Physiological properties and size of EDL muscles from male adult Mstn^−/− mice compared with age-matched C57BL/6 wild types. (a and b) Records of superimposed isometric contraction in response to direct muscle stimulation at 1, 10, 20, 50, 100, and 200 Hz are shown for EDL muscles from wild-type (a) and Mstn^−/− (b) mice. (c) Maximal P_o of EDL muscles from Mstn^−/− mice (blue column) compared with wild types (yellow column) (P = 0.189). (d) Maximal P_o expressed as a function of muscle weight of EDL muscles from Mstn^−/− mice (blue column) compared with wild types (yellow column) (P < 0.001). (e) Wet weight of EDL muscles that were measured after force testing from Mstn^−/− mice (blue column) compared with wild types (yellow column) (P < 0.001). (f) Records of isometric twitch contraction of EDL muscles from a Mstn^−/− mouse (blue trace) and a wild-type mouse (black trace). (g) Contraction times after a single twitch stimulation of EDL muscles from Mstn^−/− mice (blue column) compared with wild types (yellow column) (P < 0.001). (h) Relaxation times after a single twitch stimulation of EDL muscles from Mstn^−/− mice (blue column) compared with wild types (yellow column) (P < 0.001).

Fig. 2.

Muscle fiber-type profiles in EDL muscles from male Mstn^−/−- and C57BL/6 wild-type mice. (a and b) Transverse sections of whole EDL (5× objective).
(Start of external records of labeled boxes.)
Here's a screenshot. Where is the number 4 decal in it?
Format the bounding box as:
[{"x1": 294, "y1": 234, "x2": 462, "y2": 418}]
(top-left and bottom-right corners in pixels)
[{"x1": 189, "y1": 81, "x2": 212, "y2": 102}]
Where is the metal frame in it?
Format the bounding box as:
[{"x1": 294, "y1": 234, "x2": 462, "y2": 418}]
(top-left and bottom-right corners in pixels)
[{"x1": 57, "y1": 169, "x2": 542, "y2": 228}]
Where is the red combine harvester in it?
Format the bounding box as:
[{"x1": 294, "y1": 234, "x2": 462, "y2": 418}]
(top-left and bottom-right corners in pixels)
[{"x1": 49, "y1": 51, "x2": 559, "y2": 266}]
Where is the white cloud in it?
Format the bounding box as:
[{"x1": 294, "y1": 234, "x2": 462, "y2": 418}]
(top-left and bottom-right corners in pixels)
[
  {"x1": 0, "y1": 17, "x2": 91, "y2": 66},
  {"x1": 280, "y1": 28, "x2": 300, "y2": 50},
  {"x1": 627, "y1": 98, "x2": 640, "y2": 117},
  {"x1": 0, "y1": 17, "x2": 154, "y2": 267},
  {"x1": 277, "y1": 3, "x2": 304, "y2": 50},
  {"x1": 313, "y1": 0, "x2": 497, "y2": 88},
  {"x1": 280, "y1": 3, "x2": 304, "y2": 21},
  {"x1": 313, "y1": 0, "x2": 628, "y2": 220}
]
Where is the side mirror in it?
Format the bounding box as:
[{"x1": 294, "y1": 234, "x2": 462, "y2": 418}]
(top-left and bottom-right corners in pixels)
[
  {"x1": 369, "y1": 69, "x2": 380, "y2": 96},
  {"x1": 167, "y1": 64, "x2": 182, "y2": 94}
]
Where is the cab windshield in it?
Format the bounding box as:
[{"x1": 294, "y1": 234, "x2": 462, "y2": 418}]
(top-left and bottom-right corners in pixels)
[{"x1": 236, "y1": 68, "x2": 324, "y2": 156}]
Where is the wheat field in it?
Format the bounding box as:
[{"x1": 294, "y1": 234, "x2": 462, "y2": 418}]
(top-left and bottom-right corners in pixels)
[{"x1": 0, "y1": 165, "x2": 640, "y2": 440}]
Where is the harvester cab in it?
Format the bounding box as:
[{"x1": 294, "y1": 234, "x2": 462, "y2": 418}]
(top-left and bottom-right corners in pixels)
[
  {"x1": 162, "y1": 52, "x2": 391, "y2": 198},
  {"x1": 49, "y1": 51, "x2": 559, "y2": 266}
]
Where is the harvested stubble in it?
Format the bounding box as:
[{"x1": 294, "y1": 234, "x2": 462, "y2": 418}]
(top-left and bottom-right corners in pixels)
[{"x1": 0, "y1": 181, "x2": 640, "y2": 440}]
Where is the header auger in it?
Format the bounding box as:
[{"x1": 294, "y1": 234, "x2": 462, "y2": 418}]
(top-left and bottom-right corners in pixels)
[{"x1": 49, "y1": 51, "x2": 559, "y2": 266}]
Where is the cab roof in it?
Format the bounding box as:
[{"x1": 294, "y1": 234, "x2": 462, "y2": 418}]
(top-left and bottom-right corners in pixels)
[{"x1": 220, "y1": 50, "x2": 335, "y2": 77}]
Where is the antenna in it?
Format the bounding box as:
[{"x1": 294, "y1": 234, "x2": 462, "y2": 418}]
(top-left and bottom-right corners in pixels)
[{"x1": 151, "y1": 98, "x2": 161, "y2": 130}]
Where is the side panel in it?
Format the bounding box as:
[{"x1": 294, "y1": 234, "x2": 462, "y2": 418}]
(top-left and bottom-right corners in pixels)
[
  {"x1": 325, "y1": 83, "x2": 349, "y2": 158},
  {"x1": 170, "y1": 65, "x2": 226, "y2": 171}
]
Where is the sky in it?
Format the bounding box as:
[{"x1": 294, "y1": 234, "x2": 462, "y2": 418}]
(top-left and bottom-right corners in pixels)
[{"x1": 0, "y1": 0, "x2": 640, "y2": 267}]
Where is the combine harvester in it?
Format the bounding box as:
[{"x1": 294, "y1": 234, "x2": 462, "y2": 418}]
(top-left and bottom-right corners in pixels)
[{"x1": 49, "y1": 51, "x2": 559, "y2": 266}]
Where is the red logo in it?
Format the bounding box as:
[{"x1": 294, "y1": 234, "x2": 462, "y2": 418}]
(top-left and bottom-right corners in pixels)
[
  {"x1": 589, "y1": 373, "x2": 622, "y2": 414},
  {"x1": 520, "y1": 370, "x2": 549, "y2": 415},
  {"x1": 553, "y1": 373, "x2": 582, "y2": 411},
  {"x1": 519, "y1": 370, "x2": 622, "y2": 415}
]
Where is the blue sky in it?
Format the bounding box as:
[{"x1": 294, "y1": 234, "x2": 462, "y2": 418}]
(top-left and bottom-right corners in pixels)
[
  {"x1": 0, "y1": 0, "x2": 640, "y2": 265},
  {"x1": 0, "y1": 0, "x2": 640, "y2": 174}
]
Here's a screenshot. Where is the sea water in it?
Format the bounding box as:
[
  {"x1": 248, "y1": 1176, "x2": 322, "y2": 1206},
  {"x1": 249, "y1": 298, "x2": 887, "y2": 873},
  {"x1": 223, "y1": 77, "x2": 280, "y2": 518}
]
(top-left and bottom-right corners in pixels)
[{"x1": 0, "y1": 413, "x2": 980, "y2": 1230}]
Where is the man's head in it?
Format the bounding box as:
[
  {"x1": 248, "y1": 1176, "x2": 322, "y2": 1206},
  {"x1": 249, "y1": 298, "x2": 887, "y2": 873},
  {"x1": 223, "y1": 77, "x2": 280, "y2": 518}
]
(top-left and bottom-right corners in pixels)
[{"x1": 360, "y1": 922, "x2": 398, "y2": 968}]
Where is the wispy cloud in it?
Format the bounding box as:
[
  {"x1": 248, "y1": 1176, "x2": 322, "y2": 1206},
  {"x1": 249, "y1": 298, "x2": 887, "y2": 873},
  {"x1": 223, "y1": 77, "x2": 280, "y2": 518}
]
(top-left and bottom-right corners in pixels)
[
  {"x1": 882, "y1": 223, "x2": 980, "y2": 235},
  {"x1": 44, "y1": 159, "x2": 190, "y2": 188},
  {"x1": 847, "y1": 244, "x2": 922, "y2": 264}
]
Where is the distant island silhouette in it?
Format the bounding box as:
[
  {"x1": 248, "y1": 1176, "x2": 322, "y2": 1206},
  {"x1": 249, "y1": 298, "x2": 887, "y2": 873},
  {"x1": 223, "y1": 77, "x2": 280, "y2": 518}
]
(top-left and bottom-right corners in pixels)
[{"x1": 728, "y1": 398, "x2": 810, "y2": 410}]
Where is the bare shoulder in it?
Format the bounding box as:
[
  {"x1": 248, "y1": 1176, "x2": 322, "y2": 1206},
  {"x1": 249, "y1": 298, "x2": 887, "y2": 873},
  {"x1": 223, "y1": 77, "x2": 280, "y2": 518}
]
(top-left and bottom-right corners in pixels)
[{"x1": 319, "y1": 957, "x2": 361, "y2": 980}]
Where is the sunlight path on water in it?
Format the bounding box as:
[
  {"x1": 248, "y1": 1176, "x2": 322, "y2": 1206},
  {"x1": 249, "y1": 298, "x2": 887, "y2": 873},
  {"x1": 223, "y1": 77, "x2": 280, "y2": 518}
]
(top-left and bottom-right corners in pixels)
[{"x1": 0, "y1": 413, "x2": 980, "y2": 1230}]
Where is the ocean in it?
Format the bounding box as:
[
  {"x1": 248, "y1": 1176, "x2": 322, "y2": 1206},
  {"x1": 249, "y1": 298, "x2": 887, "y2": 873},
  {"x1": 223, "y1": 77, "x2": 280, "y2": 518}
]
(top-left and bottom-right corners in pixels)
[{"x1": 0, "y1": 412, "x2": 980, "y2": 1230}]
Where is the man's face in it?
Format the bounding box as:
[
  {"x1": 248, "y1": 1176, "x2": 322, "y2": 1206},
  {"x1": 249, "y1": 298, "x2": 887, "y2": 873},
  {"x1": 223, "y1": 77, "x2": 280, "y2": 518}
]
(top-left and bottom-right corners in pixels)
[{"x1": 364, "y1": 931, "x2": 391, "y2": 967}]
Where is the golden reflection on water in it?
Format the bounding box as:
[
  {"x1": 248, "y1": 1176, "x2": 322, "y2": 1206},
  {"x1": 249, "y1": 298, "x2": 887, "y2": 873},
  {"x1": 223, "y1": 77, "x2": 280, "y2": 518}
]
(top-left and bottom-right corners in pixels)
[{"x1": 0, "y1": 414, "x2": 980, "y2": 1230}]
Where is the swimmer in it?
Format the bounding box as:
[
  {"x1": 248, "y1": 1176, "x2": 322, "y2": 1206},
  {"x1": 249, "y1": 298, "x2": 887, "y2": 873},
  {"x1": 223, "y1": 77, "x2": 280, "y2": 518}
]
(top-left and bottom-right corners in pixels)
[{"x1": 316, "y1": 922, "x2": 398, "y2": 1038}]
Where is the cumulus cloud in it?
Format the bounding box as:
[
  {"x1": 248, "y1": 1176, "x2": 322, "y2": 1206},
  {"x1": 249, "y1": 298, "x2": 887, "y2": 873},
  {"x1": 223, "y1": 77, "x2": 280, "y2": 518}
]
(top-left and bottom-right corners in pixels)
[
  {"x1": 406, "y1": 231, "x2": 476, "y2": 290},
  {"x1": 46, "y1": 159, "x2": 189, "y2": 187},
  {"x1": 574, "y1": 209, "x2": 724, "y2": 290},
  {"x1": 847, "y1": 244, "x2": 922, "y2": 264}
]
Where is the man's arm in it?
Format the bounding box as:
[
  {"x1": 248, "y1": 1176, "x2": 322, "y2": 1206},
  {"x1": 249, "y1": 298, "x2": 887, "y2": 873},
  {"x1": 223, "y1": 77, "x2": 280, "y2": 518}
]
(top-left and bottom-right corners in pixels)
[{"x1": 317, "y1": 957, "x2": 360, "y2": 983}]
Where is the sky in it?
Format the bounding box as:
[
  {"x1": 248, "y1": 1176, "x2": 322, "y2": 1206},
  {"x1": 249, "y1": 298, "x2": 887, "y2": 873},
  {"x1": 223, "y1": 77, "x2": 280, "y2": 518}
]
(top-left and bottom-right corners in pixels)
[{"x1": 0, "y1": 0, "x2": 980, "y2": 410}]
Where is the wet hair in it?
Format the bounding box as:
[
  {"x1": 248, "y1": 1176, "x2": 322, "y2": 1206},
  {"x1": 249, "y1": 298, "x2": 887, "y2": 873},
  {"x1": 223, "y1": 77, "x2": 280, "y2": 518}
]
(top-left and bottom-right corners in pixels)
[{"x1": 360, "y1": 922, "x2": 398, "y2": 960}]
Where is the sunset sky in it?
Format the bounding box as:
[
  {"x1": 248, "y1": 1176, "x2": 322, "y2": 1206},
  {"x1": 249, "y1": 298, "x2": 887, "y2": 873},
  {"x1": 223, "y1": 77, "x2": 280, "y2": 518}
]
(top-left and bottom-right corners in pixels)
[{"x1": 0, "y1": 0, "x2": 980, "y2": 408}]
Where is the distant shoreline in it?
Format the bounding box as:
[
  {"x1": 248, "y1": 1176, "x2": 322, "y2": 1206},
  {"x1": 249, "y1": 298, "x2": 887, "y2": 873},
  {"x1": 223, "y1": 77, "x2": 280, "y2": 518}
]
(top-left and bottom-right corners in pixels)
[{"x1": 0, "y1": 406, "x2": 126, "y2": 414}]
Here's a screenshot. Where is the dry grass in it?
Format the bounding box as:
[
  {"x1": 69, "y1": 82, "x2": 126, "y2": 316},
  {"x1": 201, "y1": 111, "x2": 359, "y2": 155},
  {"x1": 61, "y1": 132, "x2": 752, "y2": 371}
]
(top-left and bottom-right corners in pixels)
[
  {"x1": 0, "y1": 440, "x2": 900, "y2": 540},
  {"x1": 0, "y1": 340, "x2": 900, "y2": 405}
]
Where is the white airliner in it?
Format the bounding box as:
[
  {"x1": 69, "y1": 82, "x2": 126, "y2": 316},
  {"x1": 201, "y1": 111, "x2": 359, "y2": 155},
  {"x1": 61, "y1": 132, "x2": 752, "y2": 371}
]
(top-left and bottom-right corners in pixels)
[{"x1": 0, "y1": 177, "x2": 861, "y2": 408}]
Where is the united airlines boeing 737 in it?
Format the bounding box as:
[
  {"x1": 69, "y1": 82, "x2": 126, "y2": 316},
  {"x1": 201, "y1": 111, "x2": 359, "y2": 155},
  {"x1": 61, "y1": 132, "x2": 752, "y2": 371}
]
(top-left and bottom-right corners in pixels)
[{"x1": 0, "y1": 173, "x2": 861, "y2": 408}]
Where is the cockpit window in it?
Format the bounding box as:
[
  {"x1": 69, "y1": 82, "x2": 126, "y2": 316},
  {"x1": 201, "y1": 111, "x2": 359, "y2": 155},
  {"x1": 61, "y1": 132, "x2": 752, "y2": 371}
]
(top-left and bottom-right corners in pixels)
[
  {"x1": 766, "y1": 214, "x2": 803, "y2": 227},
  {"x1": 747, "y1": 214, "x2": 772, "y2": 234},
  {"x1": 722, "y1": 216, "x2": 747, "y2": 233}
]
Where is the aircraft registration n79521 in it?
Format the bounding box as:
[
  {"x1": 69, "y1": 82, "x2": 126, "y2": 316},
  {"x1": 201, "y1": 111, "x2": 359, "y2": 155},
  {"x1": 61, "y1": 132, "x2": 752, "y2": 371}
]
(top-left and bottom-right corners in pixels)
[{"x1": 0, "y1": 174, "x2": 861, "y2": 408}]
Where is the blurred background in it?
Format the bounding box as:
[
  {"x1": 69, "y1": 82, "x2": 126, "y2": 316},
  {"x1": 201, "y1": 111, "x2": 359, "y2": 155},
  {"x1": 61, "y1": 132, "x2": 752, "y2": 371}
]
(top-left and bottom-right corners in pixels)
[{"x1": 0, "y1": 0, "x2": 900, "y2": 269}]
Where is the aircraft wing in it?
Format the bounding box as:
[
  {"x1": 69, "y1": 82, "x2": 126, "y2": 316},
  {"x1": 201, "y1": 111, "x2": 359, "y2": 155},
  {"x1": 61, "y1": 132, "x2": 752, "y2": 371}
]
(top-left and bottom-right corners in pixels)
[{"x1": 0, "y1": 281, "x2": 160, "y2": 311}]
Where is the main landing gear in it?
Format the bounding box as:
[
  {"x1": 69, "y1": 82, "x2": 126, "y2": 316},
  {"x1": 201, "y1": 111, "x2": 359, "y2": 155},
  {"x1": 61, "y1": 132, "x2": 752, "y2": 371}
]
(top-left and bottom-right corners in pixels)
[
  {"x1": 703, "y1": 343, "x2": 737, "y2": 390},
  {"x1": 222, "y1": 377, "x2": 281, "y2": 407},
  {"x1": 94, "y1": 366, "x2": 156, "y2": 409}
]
The green fluorescence in a shows expression of MHC IIa in only a few fibers of Mstn^−/− EDL compared with C57BL/6 wild-type EDL shown in b. IIa fibers can be seen to predominate in the deep muscle regions of the muscles, which are shown on the left side of the images. The white frames show areas of deep muscle region where the fiber type distribution was analyzed. The regions outlined in a and b are shown enlarged in c and d and show an overlay of staining for MHC IIa (green) and MHC IIb (red) by using ×20 objective. Asterisks depict non-IIa/non-IIb fibers. (e) Total number of IIa fibers in the whole EDL muscle sections from Mstn^−/− mice (blue column) compared with wild types (yellow column) (P < 0.001). (f) Histogram showing the fiber-type distribution in the deep region of the EDL muscles. Fibers expressing MHC IIa and IIb and fibers negative for IIa/IIb were counted. Non-IIa/non-IIb fibers were considered as IIx fibers because there were hardly any fibers expressing slow MHC.

Fig. 3.

Oxidative properties of adult EDL muscles from 7-month-old male Mstn^−/− mice relative to age-matched C57BL/6 wild types. SDH staining of Mstn^−/− EDL (a and c) and of control EDL (b and d) in the deep (a and b, respectively) and superficial (c and d, respectively) regions. Darkly stained fibers contain high SDH activity, and pale-stained fibers contain low SDH activity.

Fig. 4.

Histological analysis of tubular aggregates from adult EDL muscles of Mstn^−/− mice. (a) Transverse sections of the EDL muscles from a 7-month-old male Mstn^−/− mouse after staining with H&E showing the presence of numerous cytoplasmic inclusions (arrowheads) in many muscle fibers. (b) Transverse sections of the EDL from a 7-month-old male Mstn^−/− mouse after Gomori's trichrome staining showing cytoplasmic inclusions in purple color (arrowheads). (c) Electron micrograph taken from an EDL of a 7-month-old male Mstn^−/− mouse showing stacks of tubular and saccular formations (∗), which define tubular aggregates, between the contractile apparatus.